1. Verification of the User or Process attempting to connect
2. Verification the Machine the User or Process is using for the attempt.

• Each service machine generates a certificate which is signed by a trust server.
• Each service generates a certificate which is signed by the trust server.
• Each client machine generates a certificate which is signed by a trust server. 
• When a user enters the network he generates a certificate which is signed by a trust server.
• When a connection is attempted to a service, the agent on the machine presents both the public key for the user and the machine to the trust server.
• The trust server verifies that the user is allowed access to the service and the keys have been verified, a short term certificate is created and signed (typically for 10-30 mins). The public key is encrypted with the machines public key and the users public key and sent back to the agent.
• The machine then makes an attempt to the service using the short term certificate. The service then reaches out to the trust server with the certificate, if the certificate is valid the trust server sends the key encrypted by the private keys of the service and the machine it's running on.
• Then the connection is established.

Let's look at what this approach gives us within certain scenarios.

1. Users credentials are compromised. If the users credentials are compromised it would not be enough to give access to any service. You need both certificate of a machine and the user to be able to access anything. When the compromise is discovered, simply revoking the users certificate is enough to stop all network access to all services within the network. 
2. Machine has been compromised. Access to the machines certificate would not be good enough, you also need to have a compromised user certificate as well.When the compromise is discovered, simply revoking the machines certificate is also enough to isolate it from all services.
3. The certificate for the connection is compromised. This connection certificates are short term and can only be used once, this means you need to compromise it and use it within a very shortened time frame. It reduces the risk significantly.
4. Service has been compromised. There is a flaw with the service software and some how they have both the client certificate and the machine certificate, this would allow them access to the machine, but within the service machines certificate they can not continue to spread within the network.
5. With this paradigm, the network connection is now not tied to the networking layer but to the security layer, meaning you can restrict the machines and users who have access to a particular service. If a user isn't allowed a service simply refuse to generate the certificate. 
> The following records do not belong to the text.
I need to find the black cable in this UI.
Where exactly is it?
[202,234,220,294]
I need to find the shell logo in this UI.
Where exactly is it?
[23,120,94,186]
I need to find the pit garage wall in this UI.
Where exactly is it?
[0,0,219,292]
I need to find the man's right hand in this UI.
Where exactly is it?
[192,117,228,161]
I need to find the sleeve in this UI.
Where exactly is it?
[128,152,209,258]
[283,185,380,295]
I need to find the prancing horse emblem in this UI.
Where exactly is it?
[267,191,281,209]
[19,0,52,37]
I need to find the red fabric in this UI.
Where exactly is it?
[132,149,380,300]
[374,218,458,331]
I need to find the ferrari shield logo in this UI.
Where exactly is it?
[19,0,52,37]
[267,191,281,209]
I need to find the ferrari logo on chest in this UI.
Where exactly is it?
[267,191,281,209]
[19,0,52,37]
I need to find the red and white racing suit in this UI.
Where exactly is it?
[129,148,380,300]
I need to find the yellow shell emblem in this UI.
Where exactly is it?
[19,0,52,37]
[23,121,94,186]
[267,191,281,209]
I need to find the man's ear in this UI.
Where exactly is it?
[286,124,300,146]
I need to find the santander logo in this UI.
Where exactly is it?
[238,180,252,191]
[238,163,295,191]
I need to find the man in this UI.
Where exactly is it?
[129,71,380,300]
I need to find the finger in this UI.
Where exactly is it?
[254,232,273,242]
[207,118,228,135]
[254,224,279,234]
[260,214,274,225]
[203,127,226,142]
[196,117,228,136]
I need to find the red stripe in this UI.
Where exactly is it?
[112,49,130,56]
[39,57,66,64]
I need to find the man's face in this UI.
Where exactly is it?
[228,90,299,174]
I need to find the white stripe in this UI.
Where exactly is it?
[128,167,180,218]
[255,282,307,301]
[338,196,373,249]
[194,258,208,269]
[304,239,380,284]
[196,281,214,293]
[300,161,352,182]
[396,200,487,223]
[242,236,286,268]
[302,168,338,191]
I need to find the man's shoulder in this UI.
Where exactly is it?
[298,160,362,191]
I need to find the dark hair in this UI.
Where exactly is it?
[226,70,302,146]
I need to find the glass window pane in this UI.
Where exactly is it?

Zero-Trust Networking gives a great deal of flexibility and a much needed rethink to how we manage security at the networking layer. While firewalls will always have their place, they're still static entities with hard to maintain sets of rules, the need for them to be physical boxes comes from a time when managing that amount of data needed dedicated hardware.  

But machines are now more than capable of handling the networking traffic they're going to be generating and with this approach we're effectively making each dynamic firewalls around all endpoints and services. All the while bringing the networking connections more inline with the security models based off a user and their roles.

Networking is on the edge of change with software defined networking and Zero-Trust, it's going to be an interesting time, maybe networking isn't so unsexy after all.